O Comitê Chico Mendes participou, pela primeira vez, da 13ª Reunião do Grupo de Trabalho Facilitador (FWG) da Plataforma de Comunidades Locais e Povos Indígenas (LCIPP), da Convenção-Quadro das Nações Unidas sobre Mudança do Clima (UNFCCC). O encontro ocorreu entre os dias 10 e 13 de junho, em Bonn, na Alemanha, e reuniu representantes de diversas regiões do mundo para debater soluções climáticas com base nos saberes e modos de vida tradicionais.

A luta iniciada por Chico Mendes nos seringais do Acre segue ecoando nos espaços de decisão global/Foto: Reprodução
Representado por Angélica Mendes, neta do líder seringueiro Chico Mendes, e pela jovem liderança Kailane Silva, o Comitê levou à plataforma internacional as pautas da Aliança dos Povos da Floresta, com foco na valorização dos territórios, da cultura, da juventude e dos conhecimentos ancestrais como estratégias fundamentais de adaptação climática.
“Falamos sobre a importância de reconhecer os territórios como uma estratégia de defesa diante das mudanças climáticas. A floresta também precisa de soluções climáticas pensadas pelos seus próprios povos. Não dá pra pensar em adaptação só para cidades”, afirmou Angélica Mendes.

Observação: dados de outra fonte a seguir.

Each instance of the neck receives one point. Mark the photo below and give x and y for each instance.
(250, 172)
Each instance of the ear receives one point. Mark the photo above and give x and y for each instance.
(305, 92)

Durante a reunião, as representantes do Comitê acompanharam três frentes prioritárias: comunidades tradicionais, cultura e juventudes. Em articulação com outras lideranças, reivindicaram reconhecimento formal da categoria “comunidades locais” pela UNFCCC, além de participação ativa nos processos decisórios, financiamento contínuo e tradução intercultural nos espaços de negociação climática.
Criada para integrar conhecimentos e práticas de povos indígenas e comunidades tradicionais às decisões da Convenção, a Plataforma LCIPP funciona desde 2018 com o apoio de um Grupo de Trabalho Facilitador, formado por sete representantes indígenas e sete indicados por países. Nesta 13ª edição, foi aprovado o plano de trabalho para o triênio 2025–2027, com foco em gestão holística, transição justa e justiça climática.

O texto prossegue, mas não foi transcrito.